The TEAD-inhibitor caused a sharp drop of the TEAD activity score measured in EVs only for the H266 cell line but had no effect on the EVs values from the other two responders or the non-responder.

As shown in FIG. 5, focusing on a subset of 28 TEAD effectors (out of the ˜500) that were readily detected in EVs across the 3 mesothelioma cell lines, the correlation between the observed TEAD activity in parent cells and the score predicted from the EV RNA content was improved. TEADi-dose effects were observed in EVs' RNA from 2 of the 3 responding cell lines (H226 and Mero14). There was no correlation between EVs and parent-cell measurements in the negative control (HCT116).

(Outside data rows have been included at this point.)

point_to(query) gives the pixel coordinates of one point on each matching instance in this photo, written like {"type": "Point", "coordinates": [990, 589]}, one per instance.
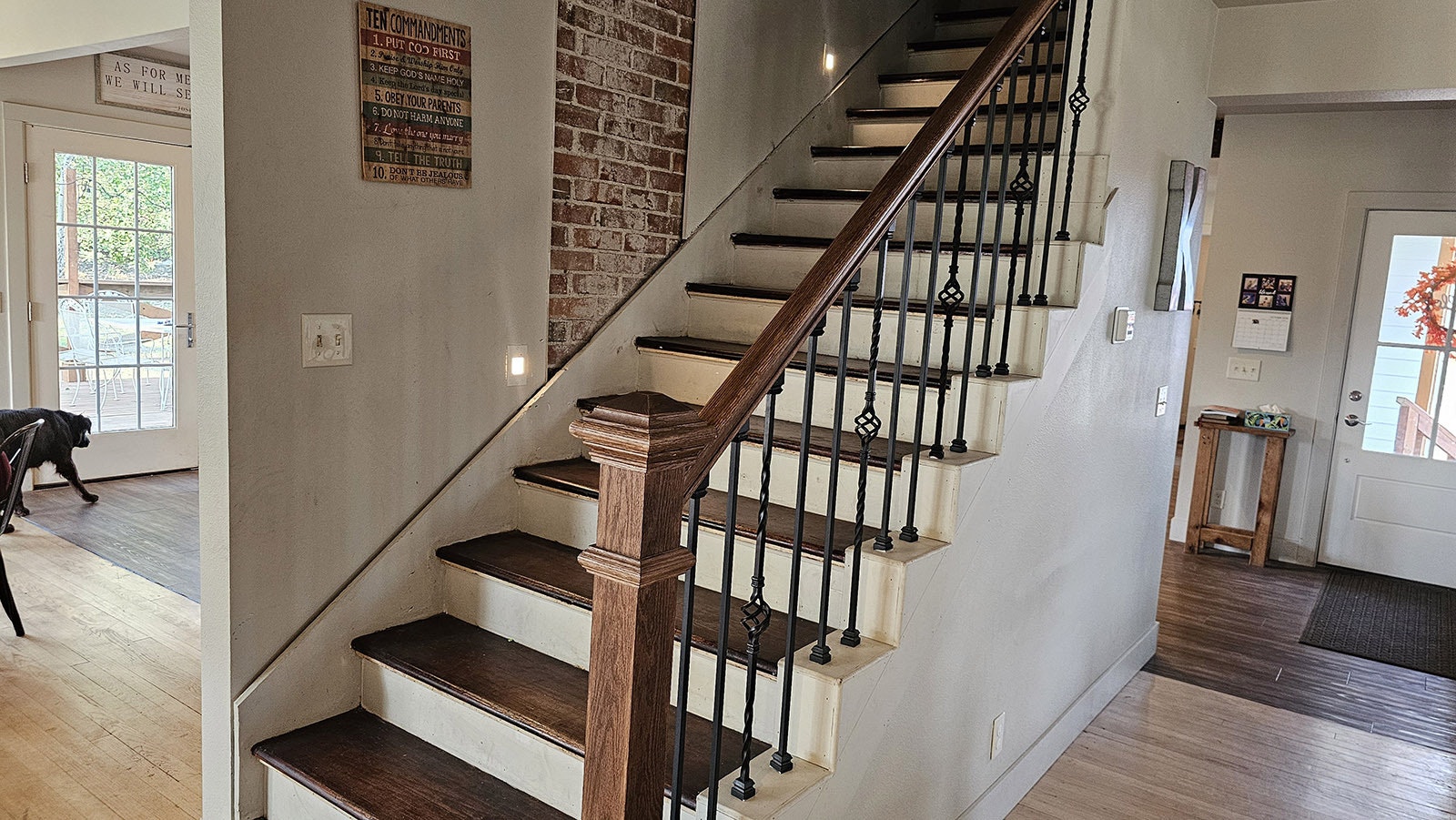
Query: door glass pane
{"type": "Point", "coordinates": [1412, 356]}
{"type": "Point", "coordinates": [114, 259]}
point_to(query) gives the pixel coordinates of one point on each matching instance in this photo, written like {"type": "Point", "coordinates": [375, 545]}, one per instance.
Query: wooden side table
{"type": "Point", "coordinates": [1200, 531]}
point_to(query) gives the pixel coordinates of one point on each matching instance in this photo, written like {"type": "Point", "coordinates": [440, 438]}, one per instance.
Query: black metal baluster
{"type": "Point", "coordinates": [1041, 140]}
{"type": "Point", "coordinates": [684, 648]}
{"type": "Point", "coordinates": [1056, 153]}
{"type": "Point", "coordinates": [783, 761]}
{"type": "Point", "coordinates": [958, 444]}
{"type": "Point", "coordinates": [985, 368]}
{"type": "Point", "coordinates": [866, 426]}
{"type": "Point", "coordinates": [951, 296]}
{"type": "Point", "coordinates": [820, 653]}
{"type": "Point", "coordinates": [1079, 101]}
{"type": "Point", "coordinates": [909, 531]}
{"type": "Point", "coordinates": [721, 673]}
{"type": "Point", "coordinates": [756, 613]}
{"type": "Point", "coordinates": [1021, 191]}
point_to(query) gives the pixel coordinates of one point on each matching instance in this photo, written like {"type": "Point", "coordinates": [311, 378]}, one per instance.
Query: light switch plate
{"type": "Point", "coordinates": [328, 339]}
{"type": "Point", "coordinates": [1244, 369]}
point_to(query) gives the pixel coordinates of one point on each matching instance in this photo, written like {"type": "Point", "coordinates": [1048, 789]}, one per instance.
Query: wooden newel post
{"type": "Point", "coordinates": [644, 443]}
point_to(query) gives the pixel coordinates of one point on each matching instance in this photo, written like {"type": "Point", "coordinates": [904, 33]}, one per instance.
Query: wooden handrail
{"type": "Point", "coordinates": [771, 353]}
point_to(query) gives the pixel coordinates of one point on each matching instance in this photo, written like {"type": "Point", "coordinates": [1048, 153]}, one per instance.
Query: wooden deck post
{"type": "Point", "coordinates": [644, 443]}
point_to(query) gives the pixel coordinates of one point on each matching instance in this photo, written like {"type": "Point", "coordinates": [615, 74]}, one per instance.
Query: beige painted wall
{"type": "Point", "coordinates": [309, 472]}
{"type": "Point", "coordinates": [35, 31]}
{"type": "Point", "coordinates": [1334, 51]}
{"type": "Point", "coordinates": [1283, 193]}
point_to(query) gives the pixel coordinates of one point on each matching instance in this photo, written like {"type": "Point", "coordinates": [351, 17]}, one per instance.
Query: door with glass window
{"type": "Point", "coordinates": [1392, 490]}
{"type": "Point", "coordinates": [113, 296]}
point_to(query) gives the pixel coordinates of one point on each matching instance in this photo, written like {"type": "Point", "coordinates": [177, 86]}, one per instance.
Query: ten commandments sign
{"type": "Point", "coordinates": [415, 96]}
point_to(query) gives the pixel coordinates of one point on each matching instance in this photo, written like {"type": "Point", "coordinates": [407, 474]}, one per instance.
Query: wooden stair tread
{"type": "Point", "coordinates": [895, 245]}
{"type": "Point", "coordinates": [580, 477]}
{"type": "Point", "coordinates": [888, 152]}
{"type": "Point", "coordinates": [376, 771]}
{"type": "Point", "coordinates": [552, 568]}
{"type": "Point", "coordinates": [788, 436]}
{"type": "Point", "coordinates": [916, 306]}
{"type": "Point", "coordinates": [533, 691]}
{"type": "Point", "coordinates": [925, 111]}
{"type": "Point", "coordinates": [827, 363]}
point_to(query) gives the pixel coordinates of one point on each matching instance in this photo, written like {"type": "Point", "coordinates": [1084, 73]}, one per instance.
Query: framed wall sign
{"type": "Point", "coordinates": [146, 85]}
{"type": "Point", "coordinates": [415, 98]}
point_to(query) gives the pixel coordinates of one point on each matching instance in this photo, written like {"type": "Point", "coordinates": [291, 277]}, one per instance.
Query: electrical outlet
{"type": "Point", "coordinates": [997, 734]}
{"type": "Point", "coordinates": [1244, 369]}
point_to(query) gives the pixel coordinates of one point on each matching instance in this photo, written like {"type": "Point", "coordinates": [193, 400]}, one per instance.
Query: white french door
{"type": "Point", "coordinates": [1392, 488]}
{"type": "Point", "coordinates": [113, 296]}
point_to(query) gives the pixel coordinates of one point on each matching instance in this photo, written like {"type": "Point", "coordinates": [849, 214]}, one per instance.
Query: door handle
{"type": "Point", "coordinates": [189, 328]}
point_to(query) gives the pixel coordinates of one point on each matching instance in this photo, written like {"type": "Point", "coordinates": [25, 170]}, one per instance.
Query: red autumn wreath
{"type": "Point", "coordinates": [1424, 302]}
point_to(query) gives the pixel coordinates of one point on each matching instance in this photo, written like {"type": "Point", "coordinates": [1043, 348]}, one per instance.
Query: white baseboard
{"type": "Point", "coordinates": [1016, 783]}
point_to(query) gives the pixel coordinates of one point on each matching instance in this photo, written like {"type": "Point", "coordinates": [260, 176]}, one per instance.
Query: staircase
{"type": "Point", "coordinates": [482, 710]}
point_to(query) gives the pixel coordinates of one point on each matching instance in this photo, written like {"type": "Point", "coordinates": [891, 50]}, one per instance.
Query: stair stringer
{"type": "Point", "coordinates": [318, 674]}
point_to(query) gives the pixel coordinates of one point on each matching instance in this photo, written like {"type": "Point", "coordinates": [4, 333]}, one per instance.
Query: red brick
{"type": "Point", "coordinates": [572, 259]}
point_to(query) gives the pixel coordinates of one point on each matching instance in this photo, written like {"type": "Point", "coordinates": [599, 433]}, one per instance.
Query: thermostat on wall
{"type": "Point", "coordinates": [1123, 320]}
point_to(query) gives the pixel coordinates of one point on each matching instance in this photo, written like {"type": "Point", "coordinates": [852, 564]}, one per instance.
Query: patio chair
{"type": "Point", "coordinates": [16, 453]}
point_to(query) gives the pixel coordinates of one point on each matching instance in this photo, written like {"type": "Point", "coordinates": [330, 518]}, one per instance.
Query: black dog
{"type": "Point", "coordinates": [53, 443]}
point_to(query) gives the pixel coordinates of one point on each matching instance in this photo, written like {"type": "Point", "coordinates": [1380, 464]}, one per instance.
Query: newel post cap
{"type": "Point", "coordinates": [642, 431]}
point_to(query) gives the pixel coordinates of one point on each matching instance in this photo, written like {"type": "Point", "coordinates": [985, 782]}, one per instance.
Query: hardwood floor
{"type": "Point", "coordinates": [1235, 630]}
{"type": "Point", "coordinates": [99, 703]}
{"type": "Point", "coordinates": [1165, 749]}
{"type": "Point", "coordinates": [147, 524]}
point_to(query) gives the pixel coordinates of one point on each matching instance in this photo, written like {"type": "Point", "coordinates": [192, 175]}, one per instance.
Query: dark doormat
{"type": "Point", "coordinates": [1387, 619]}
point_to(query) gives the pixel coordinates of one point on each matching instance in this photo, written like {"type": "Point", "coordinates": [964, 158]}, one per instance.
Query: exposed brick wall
{"type": "Point", "coordinates": [623, 70]}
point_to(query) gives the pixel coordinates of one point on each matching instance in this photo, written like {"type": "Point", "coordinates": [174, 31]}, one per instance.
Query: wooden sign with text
{"type": "Point", "coordinates": [415, 98]}
{"type": "Point", "coordinates": [146, 85]}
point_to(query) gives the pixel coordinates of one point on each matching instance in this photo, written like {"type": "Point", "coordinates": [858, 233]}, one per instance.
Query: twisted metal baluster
{"type": "Point", "coordinates": [820, 653]}
{"type": "Point", "coordinates": [1056, 152]}
{"type": "Point", "coordinates": [1021, 189]}
{"type": "Point", "coordinates": [756, 613]}
{"type": "Point", "coordinates": [783, 761]}
{"type": "Point", "coordinates": [1079, 101]}
{"type": "Point", "coordinates": [958, 444]}
{"type": "Point", "coordinates": [883, 541]}
{"type": "Point", "coordinates": [1041, 140]}
{"type": "Point", "coordinates": [985, 368]}
{"type": "Point", "coordinates": [951, 296]}
{"type": "Point", "coordinates": [866, 426]}
{"type": "Point", "coordinates": [684, 655]}
{"type": "Point", "coordinates": [909, 531]}
{"type": "Point", "coordinates": [721, 673]}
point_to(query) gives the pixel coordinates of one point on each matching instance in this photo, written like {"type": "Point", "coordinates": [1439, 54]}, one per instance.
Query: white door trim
{"type": "Point", "coordinates": [1337, 349]}
{"type": "Point", "coordinates": [16, 390]}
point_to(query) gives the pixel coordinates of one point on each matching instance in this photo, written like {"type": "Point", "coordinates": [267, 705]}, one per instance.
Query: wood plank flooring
{"type": "Point", "coordinates": [1235, 628]}
{"type": "Point", "coordinates": [147, 524]}
{"type": "Point", "coordinates": [1165, 749]}
{"type": "Point", "coordinates": [99, 703]}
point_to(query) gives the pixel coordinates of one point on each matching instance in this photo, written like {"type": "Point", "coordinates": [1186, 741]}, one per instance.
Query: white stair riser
{"type": "Point", "coordinates": [810, 218]}
{"type": "Point", "coordinates": [899, 131]}
{"type": "Point", "coordinates": [1089, 184]}
{"type": "Point", "coordinates": [934, 516]}
{"type": "Point", "coordinates": [492, 744]}
{"type": "Point", "coordinates": [468, 597]}
{"type": "Point", "coordinates": [571, 519]}
{"type": "Point", "coordinates": [960, 58]}
{"type": "Point", "coordinates": [932, 94]}
{"type": "Point", "coordinates": [779, 267]}
{"type": "Point", "coordinates": [743, 319]}
{"type": "Point", "coordinates": [693, 379]}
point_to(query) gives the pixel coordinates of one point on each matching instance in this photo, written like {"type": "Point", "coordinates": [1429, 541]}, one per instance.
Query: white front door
{"type": "Point", "coordinates": [113, 296]}
{"type": "Point", "coordinates": [1392, 490]}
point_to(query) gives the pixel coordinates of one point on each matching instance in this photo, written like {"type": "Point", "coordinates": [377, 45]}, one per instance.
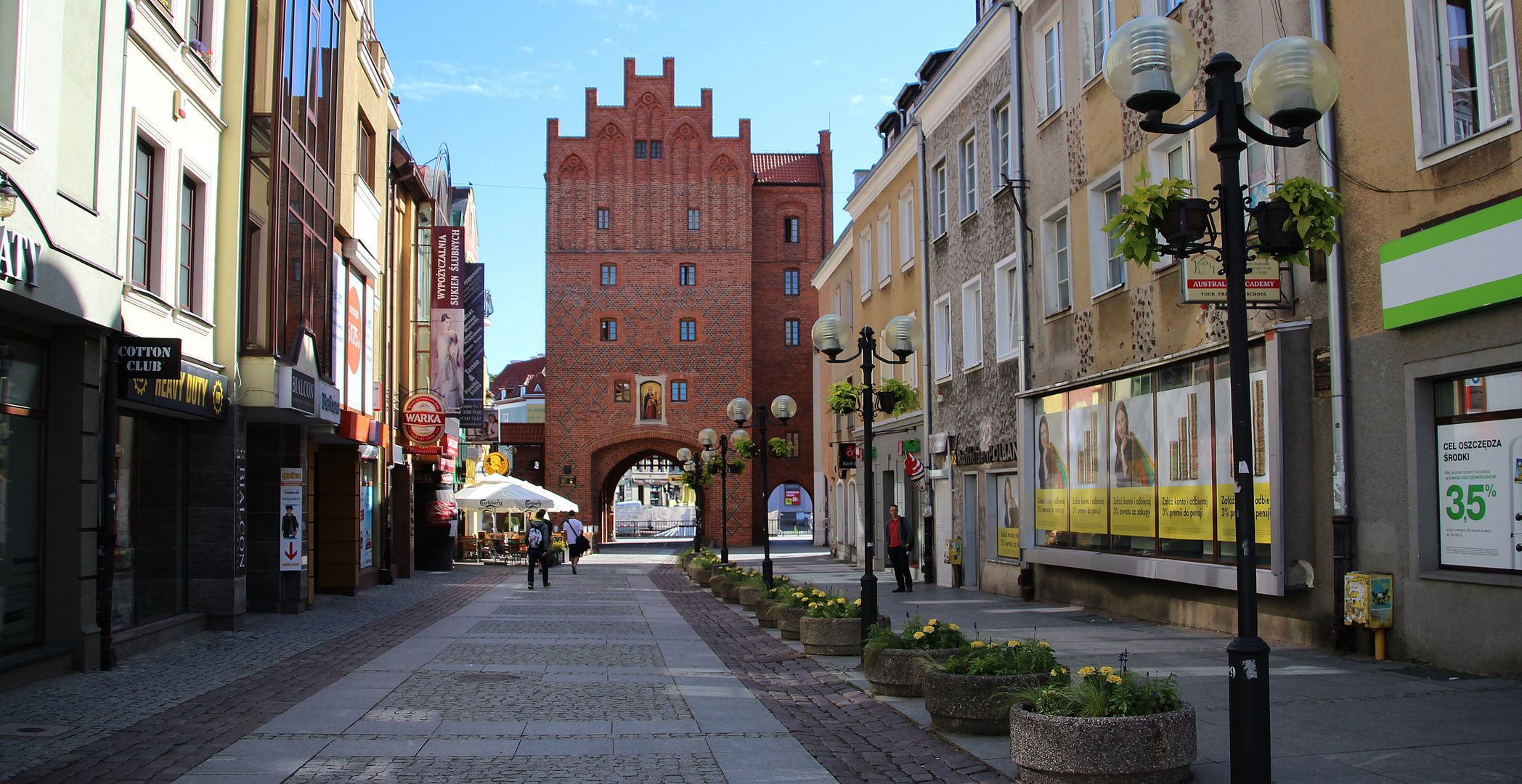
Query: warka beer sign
{"type": "Point", "coordinates": [423, 419]}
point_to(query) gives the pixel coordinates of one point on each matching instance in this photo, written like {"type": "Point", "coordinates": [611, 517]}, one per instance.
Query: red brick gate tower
{"type": "Point", "coordinates": [669, 258]}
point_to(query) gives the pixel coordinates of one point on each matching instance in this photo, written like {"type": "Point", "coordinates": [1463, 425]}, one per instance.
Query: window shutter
{"type": "Point", "coordinates": [1498, 58]}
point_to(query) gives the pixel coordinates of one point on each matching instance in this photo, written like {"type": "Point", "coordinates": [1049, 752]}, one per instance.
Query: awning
{"type": "Point", "coordinates": [502, 494]}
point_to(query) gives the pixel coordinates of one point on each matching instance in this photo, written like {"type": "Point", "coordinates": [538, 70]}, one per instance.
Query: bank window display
{"type": "Point", "coordinates": [22, 427]}
{"type": "Point", "coordinates": [1142, 465]}
{"type": "Point", "coordinates": [1002, 498]}
{"type": "Point", "coordinates": [1480, 473]}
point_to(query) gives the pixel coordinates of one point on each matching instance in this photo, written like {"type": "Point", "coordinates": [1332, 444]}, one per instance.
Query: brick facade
{"type": "Point", "coordinates": [738, 302]}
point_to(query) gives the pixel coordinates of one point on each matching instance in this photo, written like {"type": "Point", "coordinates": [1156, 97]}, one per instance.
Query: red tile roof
{"type": "Point", "coordinates": [787, 168]}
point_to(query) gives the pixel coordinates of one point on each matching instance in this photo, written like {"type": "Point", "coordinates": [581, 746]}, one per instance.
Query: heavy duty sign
{"type": "Point", "coordinates": [423, 419]}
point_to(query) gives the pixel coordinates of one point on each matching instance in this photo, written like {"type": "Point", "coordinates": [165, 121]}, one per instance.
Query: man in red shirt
{"type": "Point", "coordinates": [900, 538]}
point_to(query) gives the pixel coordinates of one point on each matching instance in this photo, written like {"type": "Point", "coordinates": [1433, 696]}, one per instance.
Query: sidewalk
{"type": "Point", "coordinates": [1335, 717]}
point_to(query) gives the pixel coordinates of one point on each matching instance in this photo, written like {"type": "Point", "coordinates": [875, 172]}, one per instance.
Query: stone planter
{"type": "Point", "coordinates": [897, 673]}
{"type": "Point", "coordinates": [972, 703]}
{"type": "Point", "coordinates": [1134, 749]}
{"type": "Point", "coordinates": [730, 591]}
{"type": "Point", "coordinates": [749, 594]}
{"type": "Point", "coordinates": [831, 637]}
{"type": "Point", "coordinates": [765, 608]}
{"type": "Point", "coordinates": [787, 620]}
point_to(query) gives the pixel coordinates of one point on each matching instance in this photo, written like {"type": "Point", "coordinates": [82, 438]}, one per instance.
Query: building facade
{"type": "Point", "coordinates": [1433, 324]}
{"type": "Point", "coordinates": [673, 265]}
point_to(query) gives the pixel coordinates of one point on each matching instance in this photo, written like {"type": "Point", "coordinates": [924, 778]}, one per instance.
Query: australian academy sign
{"type": "Point", "coordinates": [423, 419]}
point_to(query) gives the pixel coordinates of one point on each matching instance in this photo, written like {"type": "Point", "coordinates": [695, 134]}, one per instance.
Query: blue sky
{"type": "Point", "coordinates": [483, 75]}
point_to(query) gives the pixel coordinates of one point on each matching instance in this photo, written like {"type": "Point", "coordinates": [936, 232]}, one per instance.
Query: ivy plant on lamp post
{"type": "Point", "coordinates": [740, 413]}
{"type": "Point", "coordinates": [1149, 65]}
{"type": "Point", "coordinates": [903, 337]}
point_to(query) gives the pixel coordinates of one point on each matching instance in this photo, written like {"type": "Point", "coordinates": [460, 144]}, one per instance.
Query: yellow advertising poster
{"type": "Point", "coordinates": [1226, 506]}
{"type": "Point", "coordinates": [1184, 512]}
{"type": "Point", "coordinates": [1052, 510]}
{"type": "Point", "coordinates": [1088, 510]}
{"type": "Point", "coordinates": [1009, 542]}
{"type": "Point", "coordinates": [1133, 512]}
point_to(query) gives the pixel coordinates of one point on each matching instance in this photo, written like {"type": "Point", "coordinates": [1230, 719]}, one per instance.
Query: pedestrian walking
{"type": "Point", "coordinates": [577, 544]}
{"type": "Point", "coordinates": [537, 539]}
{"type": "Point", "coordinates": [900, 538]}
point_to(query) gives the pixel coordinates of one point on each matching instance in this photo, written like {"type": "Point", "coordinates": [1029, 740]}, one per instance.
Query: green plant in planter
{"type": "Point", "coordinates": [833, 606]}
{"type": "Point", "coordinates": [844, 398]}
{"type": "Point", "coordinates": [915, 635]}
{"type": "Point", "coordinates": [1142, 212]}
{"type": "Point", "coordinates": [1016, 656]}
{"type": "Point", "coordinates": [906, 398]}
{"type": "Point", "coordinates": [1314, 212]}
{"type": "Point", "coordinates": [1101, 693]}
{"type": "Point", "coordinates": [780, 446]}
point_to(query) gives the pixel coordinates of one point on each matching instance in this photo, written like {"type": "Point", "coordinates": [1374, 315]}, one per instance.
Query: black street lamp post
{"type": "Point", "coordinates": [903, 335]}
{"type": "Point", "coordinates": [740, 412]}
{"type": "Point", "coordinates": [1149, 63]}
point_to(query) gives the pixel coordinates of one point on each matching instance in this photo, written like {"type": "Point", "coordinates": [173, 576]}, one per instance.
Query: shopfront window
{"type": "Point", "coordinates": [150, 574]}
{"type": "Point", "coordinates": [1142, 465]}
{"type": "Point", "coordinates": [20, 494]}
{"type": "Point", "coordinates": [1480, 471]}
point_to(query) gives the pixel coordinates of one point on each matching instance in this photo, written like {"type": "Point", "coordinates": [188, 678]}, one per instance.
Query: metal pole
{"type": "Point", "coordinates": [723, 495]}
{"type": "Point", "coordinates": [766, 505]}
{"type": "Point", "coordinates": [868, 497]}
{"type": "Point", "coordinates": [1247, 655]}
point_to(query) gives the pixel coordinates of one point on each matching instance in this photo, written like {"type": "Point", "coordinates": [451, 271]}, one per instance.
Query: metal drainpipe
{"type": "Point", "coordinates": [1343, 523]}
{"type": "Point", "coordinates": [927, 562]}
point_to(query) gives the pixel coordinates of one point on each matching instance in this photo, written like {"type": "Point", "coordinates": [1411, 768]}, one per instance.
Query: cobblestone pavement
{"type": "Point", "coordinates": [162, 713]}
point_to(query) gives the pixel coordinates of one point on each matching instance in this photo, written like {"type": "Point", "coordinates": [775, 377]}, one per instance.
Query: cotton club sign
{"type": "Point", "coordinates": [423, 419]}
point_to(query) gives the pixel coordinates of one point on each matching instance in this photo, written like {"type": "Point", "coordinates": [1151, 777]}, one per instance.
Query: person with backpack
{"type": "Point", "coordinates": [537, 541]}
{"type": "Point", "coordinates": [577, 544]}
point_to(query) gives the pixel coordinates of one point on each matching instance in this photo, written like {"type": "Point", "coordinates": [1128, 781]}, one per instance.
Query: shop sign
{"type": "Point", "coordinates": [293, 523]}
{"type": "Point", "coordinates": [1459, 265]}
{"type": "Point", "coordinates": [19, 258]}
{"type": "Point", "coordinates": [194, 390]}
{"type": "Point", "coordinates": [1204, 280]}
{"type": "Point", "coordinates": [327, 402]}
{"type": "Point", "coordinates": [423, 419]}
{"type": "Point", "coordinates": [150, 358]}
{"type": "Point", "coordinates": [1001, 452]}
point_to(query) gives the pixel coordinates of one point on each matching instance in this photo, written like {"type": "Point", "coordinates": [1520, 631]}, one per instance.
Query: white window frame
{"type": "Point", "coordinates": [940, 195]}
{"type": "Point", "coordinates": [973, 323]}
{"type": "Point", "coordinates": [967, 174]}
{"type": "Point", "coordinates": [1049, 69]}
{"type": "Point", "coordinates": [865, 261]}
{"type": "Point", "coordinates": [1055, 223]}
{"type": "Point", "coordinates": [1006, 308]}
{"type": "Point", "coordinates": [1096, 14]}
{"type": "Point", "coordinates": [906, 227]}
{"type": "Point", "coordinates": [1427, 49]}
{"type": "Point", "coordinates": [1002, 159]}
{"type": "Point", "coordinates": [943, 337]}
{"type": "Point", "coordinates": [1099, 280]}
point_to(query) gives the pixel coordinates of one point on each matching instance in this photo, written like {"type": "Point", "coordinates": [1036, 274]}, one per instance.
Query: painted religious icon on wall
{"type": "Point", "coordinates": [651, 401]}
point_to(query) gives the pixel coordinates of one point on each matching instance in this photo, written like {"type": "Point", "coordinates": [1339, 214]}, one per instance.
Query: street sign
{"type": "Point", "coordinates": [291, 520]}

As shown in FIG. 6, a genome-wide, step-wise regression analysis to find a set of EVs' transcripts that successfully predict the TEAD-activity score of the parent cells was performed. Only transcripts that were readily detected at log 2FPKM >4 in the 3 responder cell lines at baseline were included in this analysis. A 4-transcript predictor was selected from this analysis. Using these 2 signatures, high correlations for all the responding cell lines (r2 for H226=0.96, Mero14=0.95, Spc212=0.89) but lower correlation (r2=0.63) for the non-responder cell line HCT116 were observed.

Example 3: Conclusion

Despite their relatively lower yields compared to parent cells, EVs' RNAs are suitable for transcriptomic analysis.

More accurate estimation of TEAD activity can be achieved using a restricted effector-gene list of abundant EV transcripts. Novel biomarkers can be identified through genome-wide analysis of EVs' gene transcripts.

The EVs' gene transcripts derived signature which was identified for TEAD inhibition has the potential for use in plasma or other liquid biopsy as a peripheral marker for target engagement.